Animato da un evidente affetto nei confronti del materiale di partenza, Cooper maneggia la mitologia dei generi più rodati – fondamentalmente western, noir e gangster movie – forte del valore artigianale che permea il suo lavoro.
Con Hostiles siamo nel New Mexico del 1892. Alla citazione iniziale, che dichiara l’archetipo dell’anima dura americana, succede l’inquadratura di una casa isolata negli sconfinati spazi che si perdono a vista d’occhio. La civilization è attaccata e sterminata dalla wilderness della frontiera: un gruppo di indiani Comanchi brucia la casa ed uccide brutalmente la famiglia che vi abitava. Le scene successive allo stacco di montaggio mostrano il volto granitico di Joe Blocker. Il comandante dell’esercito ha un passato di sangue, ha affrontato diverse volte i nativi e vorrebbe ritirarsi dal suo lavoro, nonostante un’ultima missione da portare a termine. Deve, infatti, scortare fino al Montana il famoso capo Cheyenne Falco Giallo insieme ai suoi figli e ai nipoti. Alla spedizione lungo il cuore dell’America prenderà parte anche Rosalie, l’unica superstite della famiglia trucidata nell’incipit del film.
Il tessuto testuale di Hostiles compie un viaggio lungo il genere western, accumulando e condensando una notevole quantità di magma immaginario e tentando di garantire un futuro ai suoi corpi iconici. In questo atto sincero e commosso, Cooper sfrutta il concetto di viaggio (azione lungo la frontiera) come una spatola con cui incidere il volto desertico e scultoreo dei suoi personaggi. Ad essere abbattuto non è soltanto l’archetipo dell’immagine sanguinaria ed animalesca del nemico, imposta dai ragionamenti di guerra, ma anche quel muro culturale che scricchiola sotto il peso dell’emersione di sensi di colpa ancestrali. L’anima solitaria, dura, stoica ed assassina va incontro ad un arco di trasformazione che ne mostra il bright side.
«Sono stanco, Joe. Dicono che ho la malinconia». È un’affermazione come questa a caricare su di sé l’apertura che ossigena lo sviluppo del racconto. Tra volti ed ambienti arsi dal sole, un dialogo dal tono sommesso e distante, tra Blocker ed un suo sergente, provoca uno squarcio nel buio e restituisce due personaggi che, nell’oscurità dell’età adulta si lasciano andare alla nostalgia dei tempi passati. L’orizzonte malinconico e crepuscolare del post-western innerva il film e lo trasforma in una sfida contemplativa attenta ai chiaroscuri dell’anima, lungo un percorso che riecheggia i lontani echi fordiani fino all’attitudine estetizzante del genere propria degli ultimi decenni.

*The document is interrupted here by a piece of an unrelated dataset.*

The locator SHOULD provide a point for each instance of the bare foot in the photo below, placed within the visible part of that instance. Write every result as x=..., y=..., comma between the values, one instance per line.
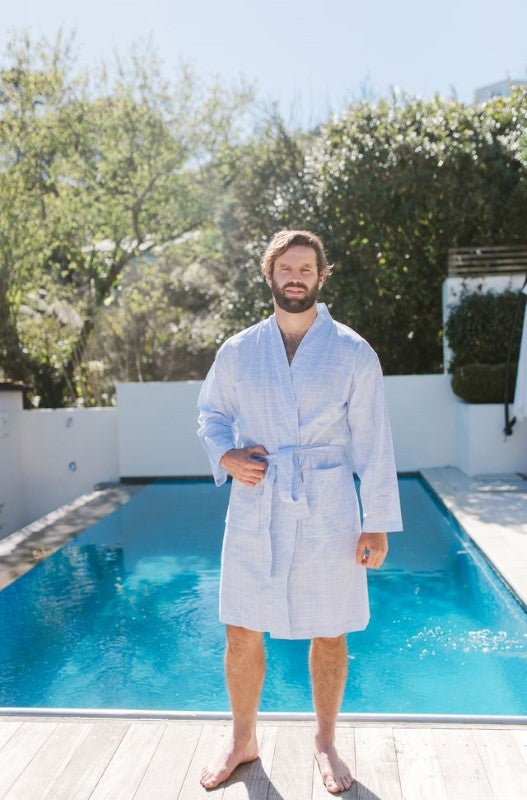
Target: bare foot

Nonostante (o, piuttosto, a causa di) quest’improvviso squarcio lirico e l’apertura alle immagini di frontiera – i campi lunghissimi a loro modo infiammano lo schermo con tutta la loro forza iconica – si avverte nel film una meccanicità narrativa di fondo che immola un’adeguata maturazione dei personaggi alla rigidità del racconto, “costretto” ad essere commovente e a generare la quadratura del proprio cerchio in tempi più brevi del necessario. La narrazione procede come un treno in corsa la cui rapidità inficia il potenziale epico del film. Un oggetto filmico del genere avrebbe meritato un trattamento differente volto a mantenersi più vicino al cuore dei suoi personaggi che alla fedeltà del suo apparato.